I. Laminoplasty
A surgical procedure for cervical spinal cord decompression, indicated for multi-level spinal canal stenosis. The procedure involves cutting the lamina unilaterally or bilaterally, allowing it to be shifted posterolaterally to expand the spinal canal. This increases the space for the spinal cord, thus relieving compression, promoting spinal cord healing, and alleviating symptoms.

II. Advantages of Vertebroplasty
· Preserves segmental mobility.
· Avoids fusion-related complications (Adjacent Segment Degeneration/Disease (ASD), pseudoarthrosis, etc.).
· Prevents kyphotic deformity.
· Prevents epidural scar formation.
· Preservation of the lamina provides posterior protection for the spinal cord: against injury, paralysis.

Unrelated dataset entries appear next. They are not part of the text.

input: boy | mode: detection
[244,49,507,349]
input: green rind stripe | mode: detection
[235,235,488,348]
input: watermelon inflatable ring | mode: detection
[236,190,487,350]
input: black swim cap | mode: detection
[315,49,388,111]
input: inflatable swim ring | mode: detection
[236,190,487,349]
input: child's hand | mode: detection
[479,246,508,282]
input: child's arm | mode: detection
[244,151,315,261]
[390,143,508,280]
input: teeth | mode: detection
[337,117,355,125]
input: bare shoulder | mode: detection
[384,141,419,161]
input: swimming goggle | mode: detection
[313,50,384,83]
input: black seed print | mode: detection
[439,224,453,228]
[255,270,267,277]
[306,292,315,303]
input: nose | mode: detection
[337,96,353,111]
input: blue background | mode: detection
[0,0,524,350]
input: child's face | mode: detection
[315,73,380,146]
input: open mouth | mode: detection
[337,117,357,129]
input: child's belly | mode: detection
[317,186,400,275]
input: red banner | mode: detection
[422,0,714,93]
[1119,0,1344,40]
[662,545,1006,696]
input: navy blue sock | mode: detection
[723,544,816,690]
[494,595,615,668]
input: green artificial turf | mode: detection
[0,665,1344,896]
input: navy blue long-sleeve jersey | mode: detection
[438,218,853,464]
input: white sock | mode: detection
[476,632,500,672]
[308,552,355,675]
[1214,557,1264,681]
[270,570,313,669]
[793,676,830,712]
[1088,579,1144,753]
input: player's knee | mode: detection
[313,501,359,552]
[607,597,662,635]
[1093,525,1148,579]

III. Development of Laminoplasty
Laminoplasty was developed by Japanese orthopedic surgeons in the 1970s. The earliest laminoplasty involved cutting the lamina in a Z-shape; Oyama termed this method Z-shaped laminoplasty (Z-laminoplasty). In 1977, Hirabayashi and his colleagues developed the open-door laminoplasty, which used sutures to hold the opened lamina flap. Later, Kurokawa and his team developed the French-door laminoplasty (double-door laminoplasty). This procedure involves a midline cut and creating hinges on both sides.
Subsequent refinements to these surgical techniques evolved into methods utilizing miniplates and screws in a "crossbeam" bridging configuration. This secures the elevated lamina directly to the lateral mass, achieving immediate and stable fixation. Several companies currently offer such titanium plates on the market, such as the Centerpiece plate, Arch plate, and Mainstay plate.
The above products all utilize conventional surgical procedures during operation. That is, the titanium plate is placed first, followed by screw implantation. However, the screw positions are not adjustable, resulting in a singular surgical approach and limited flexibility.
Leveraging extensive clinical experience and professional mechanical validation, Decon Medical has developed and designed the AQUA Series Lamina Fixation Plates. This system can accommodate both traditional surgical procedures and enable the Priority Screw Insertion Technique. This eliminates the risky steps of drilling and screw placement after performing laminoplasty and exposing the spinal cord.
IV. AQUA Lamina Fixation Plate System

Maximizes preservation of the musculoligamentous complex, maintaining and improving the cervical physiological curvature and kinematics.
Integrated lamina holders facilitate simple plate fixation; holders of various sizes accommodate diverse lamina morphologies. Integrated lateral supports ensure stable and secure plate fixation at the lateral masses.Both open-door plates and bone graft plates are available to accommodate individual anatomical variations.
Innovative Product: U-shaped Titanium Plate
Innovative "U"-shaped bayonet design: Prioritizes screw placement on the intact lamina, eliminating the risky maneuvers of drilling and screw insertion after performing the laminotomy and spinal cord exposure.
Innovative "U"-shaped bayonet design: Features an oblong "U"-shaped slot that reduces constraints on screw positioning. This allows for fine adjustment of screw placement, significantly enhancing intraoperative flexibility and reducing procedural time.